PASQUALE FALA SOBRE A REFORMA

TENHO andado Brasil afora para falar da bendita reforma ortográfica. Querem que eu explique o quase inexplicável. Refiro-me às trapalhadas relativas ao emprego do hífen, com as quais as pessoas não se conformam. Como não quero os meus cinco minutos de glória ou de fama, não vou falar da dita-cuja, mas de algumas das perguntas e inquietações que me têm sido apresentadas nesses encontros.

Uma delas diz respeito à incrível confusão que as pessoas ainda fazem entre ortografia e língua. Boa parte da culpa por esse equívoco é da imprensa, que ainda insiste em falar das "mudanças na língua", quando se refere à reforma (sim, reforma, e não acordo -que diabo de acordo é esse, ao qual só o Brasil aderiu?).

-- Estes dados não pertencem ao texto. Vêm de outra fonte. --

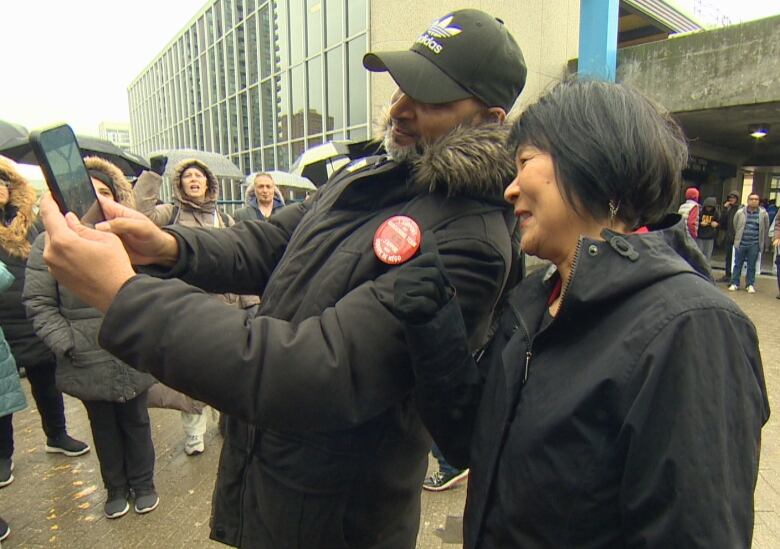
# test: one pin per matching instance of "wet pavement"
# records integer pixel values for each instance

O que houve não foi uma mudança na língua, caro leitor. Não se muda a língua por lei, decreto etc. A língua muda, sim, mas não dessa forma.

São seus usuários que promovem as mudanças. Quer um exemplo? Há cem anos, usava-se a forma "presente do indicativo de "ter" + particípio" com valor de pretérito perfeito, o que, por sinal, permanece nas demais línguas neolatinas (com "haver" no lugar de "ter") e no inglês.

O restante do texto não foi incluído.